Our school empowers students to organise themselves for daily school life by giving them the tools they need to succeed. Students are able to become independent, confident learners, which sets them up to navigate the complexity and challenges of the modern world.

This page is specifically for students currently enrolled at St John Bosco Catholic College Engadine and contains material thought useful by our student leaders and the student body, as determined via student voice initiatives. Be sure to check in regularly for college updates.

House System

St John Bosco College has a House System designed to motivate, recognise and reward the achievements of students across a variety of curricula and co-curricular areas of college life, and build teamwork and a sense of community via membership of a House group within a supportive environment.

The house system is designed to create a positive climate of healthy competition and rivalry between the four House Groups. House activities are intended to cultivate a sense of belonging and add fun, energy, enthusiasm and celebration to the daily experience of school.

Each House competes for the House Trophy. House activities of a sporting, cultural, academic and fundraising nature are organised throughout the year to promote House spirit.

Students are allocated to a House upon arrival at the college with siblings placed in the same House. Two House Captains, along with House Patrons are responsible for the general organisation of each House at the various carnivals and for developing a sense of house spirit.

Caroline Chisholm was born in England in 1808 and died in England in 1877. However, she is primarily remembered for her contribution to Australian society. She is credited with creating the beginnings of welfare for the poor in Australia.

She gave special attention to unemployed migrant women, spoke on their behalf before government bodies in Australia and England, established employment schemes and engaged in many other activities on behalf of the disadvantaged. For more than 20 years her face was on the Australian $5 note.

Her faith was her inspiration for all she did and for this reason she is renowned for the manner in which she spread the Good News of Jesus by her courageous service of the poor and the vulnerable.

Fr. Thomas Dunlea was born in 1894 and died in 1970. He was the founding parish priest of Engadine and the founder of Boys’ Town, where there is a memorial stone in his honour to this day. In response to a promise to care for the “high spirited” son of a dying mother, he began his work for the welfare of disadvantaged boys and young men.

Convinced that the boys in his care needed an education if they were to make a go of their lives, he established a Rural College on the site of the present-day Heathcote High School in order to teach the students basic agricultural skills.

This work has developed into the present-day Boys‚ Town. Fr. Dunlea was renowned amongst his parishioners as a man of practical faith, a faith which sustained him in times of trial and a faith which inspired him in his service of others.

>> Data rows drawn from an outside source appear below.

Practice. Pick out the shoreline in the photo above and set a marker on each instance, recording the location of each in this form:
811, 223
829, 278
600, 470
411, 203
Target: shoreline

Mary MacKillop is expected to become Australia’s first saint. She was born in Melbourne in 1842 and died in Sydney in 1909. She came from a poor family and early in her life, worked as a shopkeeper and teacher to support her family.

Later she moved to South Australia and founded the Sisters of St. Joseph, a religious order devoted to education, nursing and welfare in impoverished areas in large cities and the outback. Mary MacKillop’s life is a great example for all members of our College community. She was a woman who dedicated herself to serving God and others and a woman who lived the Gospel through her service of the poor and those in need, especially through education.

Saint Dominic Savio was born in northern Italy in 1842 and is one of the few teenage saints in the history of the Church. He attended the school of St. John Bosco, who personally guided Dominic’s human and Christian development.

Dominic’s life is a great example for all members of the College community. He was a young man whose short life was dedicated to loving and serving God by actively fulfilling his responsibilities as a Christian, a friend and a student. His dedication to his studies, his loyalty as a friend, the generosity of his service to others and his love of God have inspired generations of young people throughout the world to love.